Jiaqi Gao [email protected] Yifan Ge [email protected]
We notice our daily emails usually contain information about events and tasks, which is hard to organize. Life would be much easier if the event and task information can be extracted automatically from the emails we receive and added to our favorite calendar apps. The goals of our project are:
-
Classify the emails into different categories Here we set three categories for the emails: EVENT, TODO, and OTHER. An EVENT email contains explicit date, time and location information (e.g. seminar announcements). A TODO email contains events with less information, or more personal. Something like a homework deadline notice can be classified into this category. For all the rest emails contain no such information, we put them into the OTHER category. This is the baseline of our project.
-
Extract event and task information from the emails Since we have put the emails into different categories, we also want to get the information we most interested in from the emails. For the EVENT emails, we want to get the time, the date, the locations, and the title of the events out of the emails. For the TODO emails, we want to know WHAT we need to do, and WHO is the person that gives us the tasks. We also want to organize the information well to make them easy to read.
-
Context-aware information We also want smarter information extracted. If we get an announcement about a tomorrow's meeting, we'd like our system get the current date from the email header and add 1 to get the actual date of the meeting. We also like to extract the names from the mail to imply who is inviting me to his party and the other participants.
We first consider using a similar approach used in homework 3. Tokenize the emails and compute the similarity between the test email and the centroid of the emails have been classified. But this turns out to be inaccurate because information about date, time and location are most important in the classification, while they cannot simply match each other if we just tokenize the corpus word by word.
So we use Named Entity Recognition to tag the tokens, and add the tags instead of the original words into the vectors.
After we can get the class of the email, we can extract the needed information from the text. Instead of using approaches like [Hidden Markov Model][1], I use [pattern matching][2] to identify the information.
As time limits, we did the first the second goals we set and our system is able to extract the event and task information (more or less).
The project is written in Python 2.7. We use the Stanford Named Entity Recognizer to tag the text. The learning set is selected from the Enron Email Dataset.
We use manualclass.py
to classify and tag the emails manually, the results are passed to Stanford NER to generate our custom classifier. The classifier models generated are model/event.ser.gz
and model/todo.ser.gz
.
As Stanford NER is written in Java, we use its Python interface. tagger.py
is a simple wrapper of it, using it we can start a NER server and tag the text we pass in.

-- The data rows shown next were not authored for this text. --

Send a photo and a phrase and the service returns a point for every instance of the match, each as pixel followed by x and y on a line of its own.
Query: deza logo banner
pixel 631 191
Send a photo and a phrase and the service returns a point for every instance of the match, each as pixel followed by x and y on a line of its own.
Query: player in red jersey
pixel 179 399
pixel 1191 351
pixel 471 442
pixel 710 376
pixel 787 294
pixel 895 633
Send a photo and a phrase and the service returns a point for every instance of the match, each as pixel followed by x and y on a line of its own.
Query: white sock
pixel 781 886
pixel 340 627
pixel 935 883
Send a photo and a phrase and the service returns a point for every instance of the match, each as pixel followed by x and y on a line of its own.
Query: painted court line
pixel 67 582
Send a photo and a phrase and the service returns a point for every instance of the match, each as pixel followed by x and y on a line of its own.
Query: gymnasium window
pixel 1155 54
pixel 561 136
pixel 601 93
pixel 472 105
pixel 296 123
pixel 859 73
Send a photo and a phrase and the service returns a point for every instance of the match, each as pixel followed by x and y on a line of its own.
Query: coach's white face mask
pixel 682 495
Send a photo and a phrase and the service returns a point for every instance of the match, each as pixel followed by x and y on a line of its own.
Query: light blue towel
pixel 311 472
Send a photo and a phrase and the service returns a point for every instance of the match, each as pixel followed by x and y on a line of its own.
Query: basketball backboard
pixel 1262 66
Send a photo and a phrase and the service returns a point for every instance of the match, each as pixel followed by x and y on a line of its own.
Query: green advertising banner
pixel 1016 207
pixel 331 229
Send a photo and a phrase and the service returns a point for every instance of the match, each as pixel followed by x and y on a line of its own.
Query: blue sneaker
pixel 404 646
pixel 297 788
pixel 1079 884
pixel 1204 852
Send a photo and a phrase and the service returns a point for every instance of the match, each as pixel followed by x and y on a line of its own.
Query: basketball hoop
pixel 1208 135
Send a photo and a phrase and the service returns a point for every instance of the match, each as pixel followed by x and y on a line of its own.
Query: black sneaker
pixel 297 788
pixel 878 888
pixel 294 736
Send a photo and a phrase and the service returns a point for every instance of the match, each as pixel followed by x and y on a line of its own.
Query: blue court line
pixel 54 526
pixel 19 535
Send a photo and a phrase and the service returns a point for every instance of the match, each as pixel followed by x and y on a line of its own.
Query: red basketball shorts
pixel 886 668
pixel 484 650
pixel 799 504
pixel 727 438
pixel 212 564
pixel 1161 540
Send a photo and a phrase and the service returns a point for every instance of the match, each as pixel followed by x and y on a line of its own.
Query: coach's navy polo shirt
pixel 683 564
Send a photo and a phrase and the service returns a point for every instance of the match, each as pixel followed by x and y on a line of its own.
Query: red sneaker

A Python implementation of Porter stemmer is used in porter2.py
.
tokenizer.py
tokenize the text and compute the frequency vectors for each email. folderfreq.py
computes the normalized frequency vectors for each category. extractor.py
extracts the event and task information from the emails using pattern matching.
As we do not have enough time to create a sufficiently large learning set, the results shown by our system are not quite satisfying.
[1]: Almgren, Magnus, and Jenny Berglund. "Information extraction of Seminar information." CS224N: Final Project (2000): 1-12. [2]: Black, Julie A., and Nisheeth Ranjan. "Automated event extraction from email." Final Report of CS224N/Ling237 Course in Stanford: http://nlp. stanford. edu/courses/cs224n/2004/, Spring (2004).